About the Role
Build reproducible, standardized test environments using Docker images to accurately replicate known issues or generate expected outputs according to specified procedures.
What You'll Do
- Review and enhance the coverage and effectiveness of existing unit tests to assess the correctness and stability of target code.
- Validate the completeness and rationality of test sets, ensuring that workflows for tasks related to SWE-Bench and Terminal-Bench are precisely aligned.
- Write high-quality task documentation (task.yaml/README), emphasizing reproducibility and standardized processes.
Who We're Looking For
Required Skills:
- Proficient in Linux command line and Shell scripting, skilled with tools like grep, sed, awk, curl, jq.
- Expert in Python programming for writing task harnesses, test cases, and automation tools.
- Proficient with Docker, including writing Dockerfiles and building reproducible environments.
- Familiar with testing frameworks like pytest, capable of writing structured unit tests and using techniques for mocking data and controlling randomness.
- Familiar with Git/GitHub workflows, able to submit high-quality, reproducible pull requests.
Professional Background:
- Background in Computer Science, Software Engineering, Artificial Intelligence, or related fields; or experience in roles such as Software Development, Test Engineering, DevOps, or Data Engineering.
- Contributors to open-source projects (especially in automated testing, CI/CD, containerization) are preferred.
Bonus Points:
- Proficiency in high-performance languages like Go or Rust.

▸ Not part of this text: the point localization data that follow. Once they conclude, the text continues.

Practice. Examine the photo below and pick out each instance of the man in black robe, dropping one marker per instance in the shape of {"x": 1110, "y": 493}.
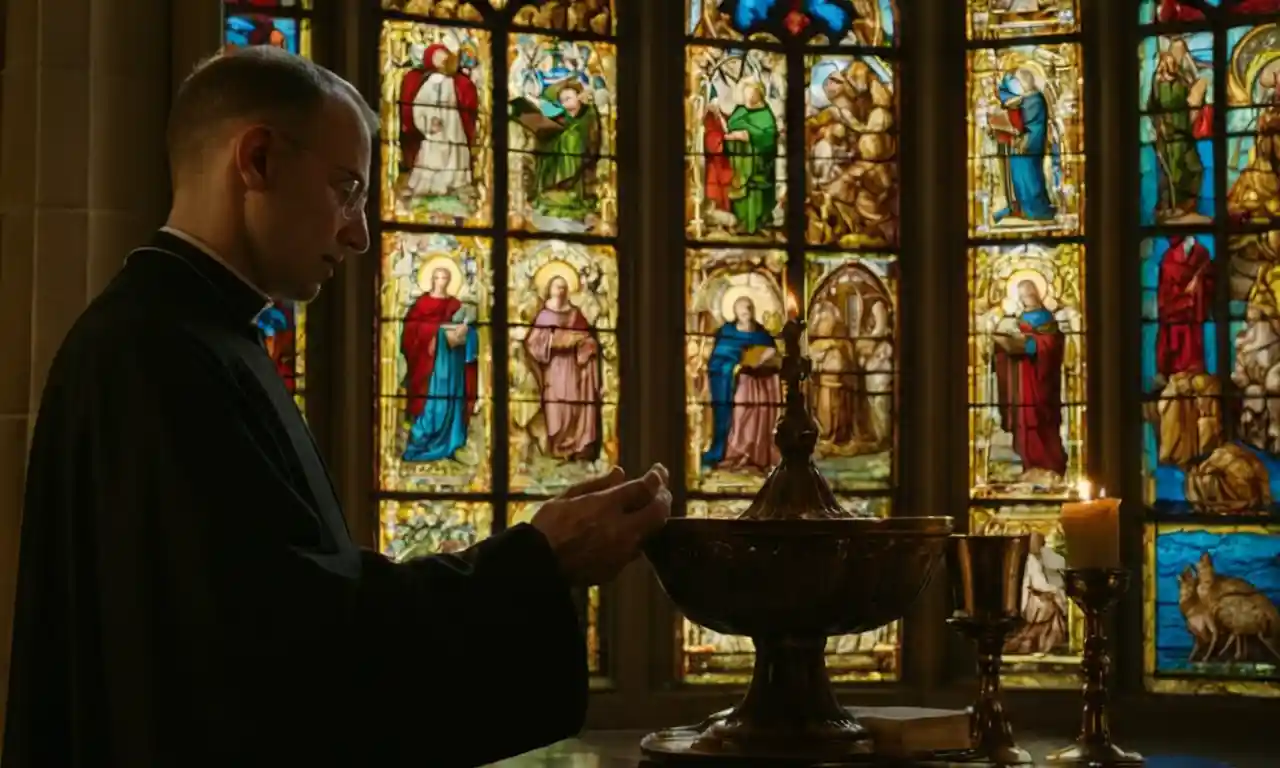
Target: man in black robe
{"x": 188, "y": 593}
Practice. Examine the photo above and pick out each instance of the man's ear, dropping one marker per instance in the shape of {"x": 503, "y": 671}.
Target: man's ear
{"x": 252, "y": 154}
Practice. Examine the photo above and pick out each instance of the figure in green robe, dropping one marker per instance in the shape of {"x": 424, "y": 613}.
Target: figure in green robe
{"x": 565, "y": 160}
{"x": 1180, "y": 168}
{"x": 752, "y": 146}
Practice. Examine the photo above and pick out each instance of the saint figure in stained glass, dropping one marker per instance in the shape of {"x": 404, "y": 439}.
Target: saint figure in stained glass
{"x": 566, "y": 360}
{"x": 851, "y": 145}
{"x": 565, "y": 129}
{"x": 438, "y": 108}
{"x": 1028, "y": 362}
{"x": 440, "y": 348}
{"x": 1182, "y": 115}
{"x": 745, "y": 388}
{"x": 561, "y": 122}
{"x": 851, "y": 346}
{"x": 741, "y": 160}
{"x": 1184, "y": 304}
{"x": 1025, "y": 142}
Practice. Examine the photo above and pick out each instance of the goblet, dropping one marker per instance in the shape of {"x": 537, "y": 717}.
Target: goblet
{"x": 1095, "y": 590}
{"x": 987, "y": 585}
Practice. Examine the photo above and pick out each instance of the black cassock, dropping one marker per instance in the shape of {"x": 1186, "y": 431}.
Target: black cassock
{"x": 188, "y": 593}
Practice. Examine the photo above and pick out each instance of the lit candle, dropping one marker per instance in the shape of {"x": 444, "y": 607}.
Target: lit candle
{"x": 1092, "y": 530}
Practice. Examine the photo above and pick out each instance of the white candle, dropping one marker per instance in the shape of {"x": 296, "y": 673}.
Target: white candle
{"x": 1092, "y": 530}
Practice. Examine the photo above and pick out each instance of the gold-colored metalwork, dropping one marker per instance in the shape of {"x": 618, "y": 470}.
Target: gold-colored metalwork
{"x": 1096, "y": 592}
{"x": 792, "y": 570}
{"x": 987, "y": 584}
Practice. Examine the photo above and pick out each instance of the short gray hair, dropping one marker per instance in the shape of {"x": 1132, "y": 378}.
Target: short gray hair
{"x": 255, "y": 82}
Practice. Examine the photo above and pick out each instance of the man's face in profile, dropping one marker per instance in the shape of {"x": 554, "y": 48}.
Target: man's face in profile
{"x": 311, "y": 214}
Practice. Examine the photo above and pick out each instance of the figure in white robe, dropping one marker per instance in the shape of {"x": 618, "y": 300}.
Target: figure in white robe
{"x": 443, "y": 164}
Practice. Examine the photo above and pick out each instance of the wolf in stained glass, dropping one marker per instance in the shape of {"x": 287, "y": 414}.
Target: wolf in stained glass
{"x": 1212, "y": 609}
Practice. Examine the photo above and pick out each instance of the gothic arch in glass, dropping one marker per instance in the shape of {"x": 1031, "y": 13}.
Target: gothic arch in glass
{"x": 1027, "y": 306}
{"x": 791, "y": 211}
{"x": 497, "y": 348}
{"x": 1208, "y": 158}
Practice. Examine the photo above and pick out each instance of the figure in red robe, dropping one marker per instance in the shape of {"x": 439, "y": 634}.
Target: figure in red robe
{"x": 1175, "y": 10}
{"x": 720, "y": 173}
{"x": 1184, "y": 297}
{"x": 439, "y": 351}
{"x": 1029, "y": 384}
{"x": 435, "y": 58}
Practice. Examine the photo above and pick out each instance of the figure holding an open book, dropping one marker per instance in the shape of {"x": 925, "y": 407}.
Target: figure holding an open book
{"x": 566, "y": 132}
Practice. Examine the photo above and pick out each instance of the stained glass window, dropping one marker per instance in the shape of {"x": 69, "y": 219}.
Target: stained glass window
{"x": 1025, "y": 265}
{"x": 1208, "y": 147}
{"x": 791, "y": 210}
{"x": 283, "y": 23}
{"x": 498, "y": 298}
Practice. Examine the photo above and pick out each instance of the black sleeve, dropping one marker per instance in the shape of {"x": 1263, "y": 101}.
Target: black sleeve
{"x": 443, "y": 661}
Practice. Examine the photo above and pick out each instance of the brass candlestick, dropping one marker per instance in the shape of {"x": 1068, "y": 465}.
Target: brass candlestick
{"x": 1095, "y": 590}
{"x": 987, "y": 584}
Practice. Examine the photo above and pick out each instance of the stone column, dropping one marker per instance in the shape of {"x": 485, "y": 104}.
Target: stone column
{"x": 82, "y": 179}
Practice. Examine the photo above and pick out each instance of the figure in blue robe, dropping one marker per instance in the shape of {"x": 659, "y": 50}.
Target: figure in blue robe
{"x": 727, "y": 353}
{"x": 440, "y": 430}
{"x": 1025, "y": 187}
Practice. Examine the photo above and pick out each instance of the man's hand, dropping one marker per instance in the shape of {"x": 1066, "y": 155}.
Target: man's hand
{"x": 599, "y": 526}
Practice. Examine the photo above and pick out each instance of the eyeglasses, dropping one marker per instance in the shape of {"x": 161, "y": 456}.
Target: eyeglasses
{"x": 351, "y": 191}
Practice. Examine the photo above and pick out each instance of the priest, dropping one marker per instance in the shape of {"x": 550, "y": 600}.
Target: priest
{"x": 188, "y": 593}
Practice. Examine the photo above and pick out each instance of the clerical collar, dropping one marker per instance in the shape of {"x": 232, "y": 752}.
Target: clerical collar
{"x": 209, "y": 251}
{"x": 240, "y": 297}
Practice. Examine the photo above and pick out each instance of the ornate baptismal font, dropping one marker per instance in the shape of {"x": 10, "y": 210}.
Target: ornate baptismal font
{"x": 792, "y": 570}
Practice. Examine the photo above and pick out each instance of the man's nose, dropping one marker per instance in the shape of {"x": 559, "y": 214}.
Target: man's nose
{"x": 355, "y": 234}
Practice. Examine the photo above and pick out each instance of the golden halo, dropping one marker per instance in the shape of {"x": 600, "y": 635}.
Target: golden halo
{"x": 556, "y": 269}
{"x": 763, "y": 300}
{"x": 430, "y": 265}
{"x": 1028, "y": 274}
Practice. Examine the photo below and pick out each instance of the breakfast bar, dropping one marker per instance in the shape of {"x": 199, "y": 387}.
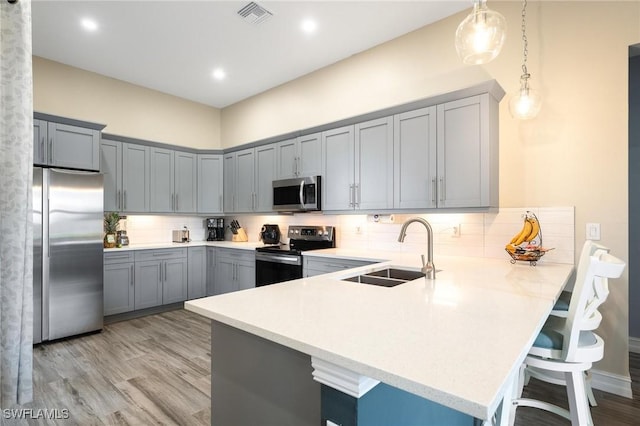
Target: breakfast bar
{"x": 452, "y": 342}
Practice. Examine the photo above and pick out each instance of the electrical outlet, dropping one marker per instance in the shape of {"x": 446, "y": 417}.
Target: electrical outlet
{"x": 593, "y": 231}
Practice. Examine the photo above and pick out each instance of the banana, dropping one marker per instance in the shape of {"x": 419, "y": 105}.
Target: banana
{"x": 526, "y": 230}
{"x": 522, "y": 234}
{"x": 515, "y": 237}
{"x": 535, "y": 229}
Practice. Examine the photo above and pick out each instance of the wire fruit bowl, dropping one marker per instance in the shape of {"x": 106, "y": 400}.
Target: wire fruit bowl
{"x": 532, "y": 251}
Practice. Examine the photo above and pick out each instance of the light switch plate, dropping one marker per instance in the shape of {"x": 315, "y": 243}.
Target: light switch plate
{"x": 593, "y": 231}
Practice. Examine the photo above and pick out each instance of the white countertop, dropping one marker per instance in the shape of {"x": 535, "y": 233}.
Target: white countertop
{"x": 224, "y": 244}
{"x": 454, "y": 340}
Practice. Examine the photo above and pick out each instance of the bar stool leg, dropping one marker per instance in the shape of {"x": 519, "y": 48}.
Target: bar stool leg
{"x": 578, "y": 402}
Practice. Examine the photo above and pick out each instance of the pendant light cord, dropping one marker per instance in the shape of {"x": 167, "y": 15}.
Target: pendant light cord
{"x": 525, "y": 46}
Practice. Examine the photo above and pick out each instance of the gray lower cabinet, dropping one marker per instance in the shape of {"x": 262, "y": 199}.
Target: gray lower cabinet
{"x": 234, "y": 270}
{"x": 211, "y": 270}
{"x": 119, "y": 283}
{"x": 65, "y": 145}
{"x": 197, "y": 273}
{"x": 160, "y": 277}
{"x": 313, "y": 266}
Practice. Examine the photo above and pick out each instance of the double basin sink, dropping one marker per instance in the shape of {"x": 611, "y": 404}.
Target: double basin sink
{"x": 388, "y": 277}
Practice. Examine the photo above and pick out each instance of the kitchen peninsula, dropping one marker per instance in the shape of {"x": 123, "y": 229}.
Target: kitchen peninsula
{"x": 453, "y": 342}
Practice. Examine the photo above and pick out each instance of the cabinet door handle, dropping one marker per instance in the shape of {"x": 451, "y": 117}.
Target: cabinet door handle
{"x": 433, "y": 191}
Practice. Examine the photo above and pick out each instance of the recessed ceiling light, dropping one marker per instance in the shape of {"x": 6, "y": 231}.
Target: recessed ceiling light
{"x": 89, "y": 24}
{"x": 219, "y": 74}
{"x": 309, "y": 26}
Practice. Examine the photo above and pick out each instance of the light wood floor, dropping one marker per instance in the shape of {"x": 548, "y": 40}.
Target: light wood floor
{"x": 151, "y": 370}
{"x": 156, "y": 370}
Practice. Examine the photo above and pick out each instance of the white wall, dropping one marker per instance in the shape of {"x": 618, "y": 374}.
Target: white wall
{"x": 126, "y": 109}
{"x": 481, "y": 234}
{"x": 574, "y": 153}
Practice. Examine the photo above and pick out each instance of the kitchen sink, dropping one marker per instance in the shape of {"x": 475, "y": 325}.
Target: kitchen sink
{"x": 398, "y": 274}
{"x": 388, "y": 277}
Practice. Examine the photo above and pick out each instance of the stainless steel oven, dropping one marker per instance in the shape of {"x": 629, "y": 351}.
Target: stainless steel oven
{"x": 297, "y": 195}
{"x": 283, "y": 262}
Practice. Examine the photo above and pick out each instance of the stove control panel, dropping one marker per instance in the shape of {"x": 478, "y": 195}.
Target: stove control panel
{"x": 311, "y": 233}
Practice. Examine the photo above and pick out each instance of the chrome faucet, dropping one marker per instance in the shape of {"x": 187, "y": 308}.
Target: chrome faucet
{"x": 427, "y": 268}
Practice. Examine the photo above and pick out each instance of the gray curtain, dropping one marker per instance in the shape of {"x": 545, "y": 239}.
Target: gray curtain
{"x": 16, "y": 161}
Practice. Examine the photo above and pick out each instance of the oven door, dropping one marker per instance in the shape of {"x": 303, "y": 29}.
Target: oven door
{"x": 274, "y": 268}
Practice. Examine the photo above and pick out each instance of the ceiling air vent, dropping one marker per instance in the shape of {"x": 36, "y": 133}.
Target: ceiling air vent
{"x": 254, "y": 13}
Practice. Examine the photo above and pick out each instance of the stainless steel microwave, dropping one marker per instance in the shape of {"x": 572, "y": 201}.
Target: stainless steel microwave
{"x": 297, "y": 195}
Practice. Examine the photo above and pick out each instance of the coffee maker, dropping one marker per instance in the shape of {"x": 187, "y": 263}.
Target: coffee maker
{"x": 215, "y": 229}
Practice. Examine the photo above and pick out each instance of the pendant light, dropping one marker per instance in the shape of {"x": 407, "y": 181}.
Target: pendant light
{"x": 480, "y": 36}
{"x": 525, "y": 104}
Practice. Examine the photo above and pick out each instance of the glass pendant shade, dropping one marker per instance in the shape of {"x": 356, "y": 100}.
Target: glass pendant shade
{"x": 479, "y": 38}
{"x": 525, "y": 104}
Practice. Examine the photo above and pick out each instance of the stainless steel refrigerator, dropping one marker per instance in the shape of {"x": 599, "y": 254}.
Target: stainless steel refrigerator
{"x": 67, "y": 253}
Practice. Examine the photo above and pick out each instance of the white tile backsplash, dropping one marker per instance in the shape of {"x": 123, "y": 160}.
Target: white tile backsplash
{"x": 481, "y": 234}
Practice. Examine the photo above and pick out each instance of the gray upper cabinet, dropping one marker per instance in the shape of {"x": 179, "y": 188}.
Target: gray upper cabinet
{"x": 301, "y": 156}
{"x": 210, "y": 183}
{"x": 287, "y": 152}
{"x": 40, "y": 142}
{"x": 265, "y": 166}
{"x": 373, "y": 180}
{"x": 239, "y": 181}
{"x": 186, "y": 178}
{"x": 162, "y": 196}
{"x": 66, "y": 145}
{"x": 338, "y": 153}
{"x": 229, "y": 172}
{"x": 136, "y": 178}
{"x": 173, "y": 181}
{"x": 245, "y": 181}
{"x": 468, "y": 153}
{"x": 111, "y": 169}
{"x": 415, "y": 162}
{"x": 126, "y": 170}
{"x": 74, "y": 147}
{"x": 358, "y": 166}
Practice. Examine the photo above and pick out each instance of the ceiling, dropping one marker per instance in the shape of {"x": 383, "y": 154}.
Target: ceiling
{"x": 174, "y": 46}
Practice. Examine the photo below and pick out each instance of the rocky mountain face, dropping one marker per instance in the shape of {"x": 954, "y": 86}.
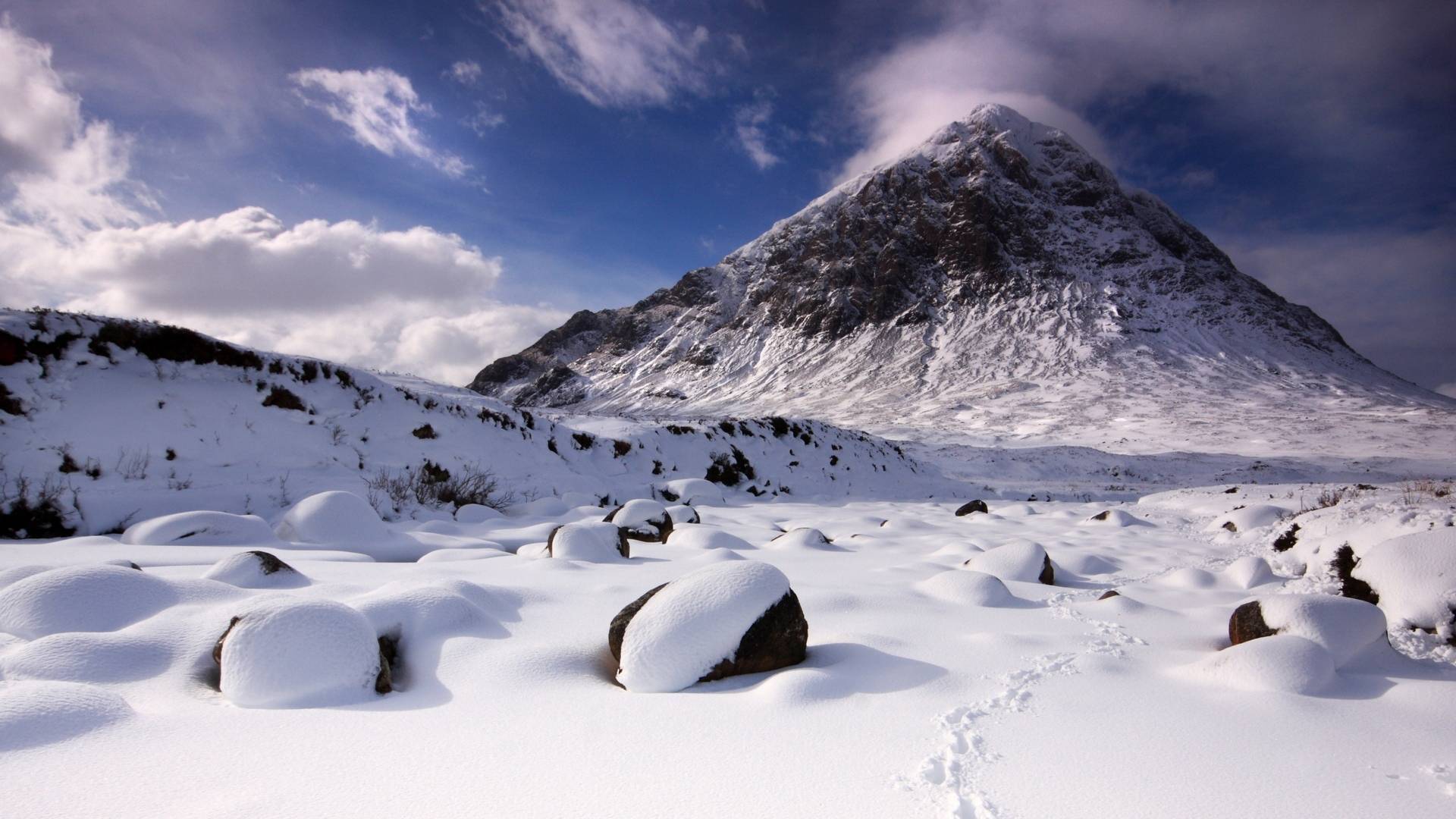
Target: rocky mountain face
{"x": 995, "y": 281}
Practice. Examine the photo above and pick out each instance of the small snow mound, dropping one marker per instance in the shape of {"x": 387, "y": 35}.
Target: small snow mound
{"x": 1250, "y": 572}
{"x": 1256, "y": 516}
{"x": 1018, "y": 560}
{"x": 82, "y": 598}
{"x": 456, "y": 554}
{"x": 1283, "y": 662}
{"x": 541, "y": 507}
{"x": 642, "y": 519}
{"x": 695, "y": 623}
{"x": 18, "y": 573}
{"x": 704, "y": 537}
{"x": 1341, "y": 626}
{"x": 36, "y": 713}
{"x": 693, "y": 491}
{"x": 1114, "y": 518}
{"x": 577, "y": 500}
{"x": 410, "y": 611}
{"x": 89, "y": 656}
{"x": 299, "y": 653}
{"x": 476, "y": 513}
{"x": 595, "y": 541}
{"x": 1414, "y": 576}
{"x": 332, "y": 518}
{"x": 438, "y": 528}
{"x": 255, "y": 570}
{"x": 200, "y": 529}
{"x": 802, "y": 538}
{"x": 965, "y": 588}
{"x": 1190, "y": 579}
{"x": 1087, "y": 564}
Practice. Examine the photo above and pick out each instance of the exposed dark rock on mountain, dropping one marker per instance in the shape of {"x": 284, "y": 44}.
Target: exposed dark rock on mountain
{"x": 977, "y": 281}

- Familiarity with other sandbox technologies like Docker Compose or Podman.
- Ability to design datasets/tasks that prevent "task cheating."
- Understanding of scientific benchmark design principles (fairness, repeatability, scalability).
- Experience with automated testing systems or CI/CD, and a cross-disciplinary perspective.
Compensation
USD $80 - 120/Day, dependent on actual skills and experience.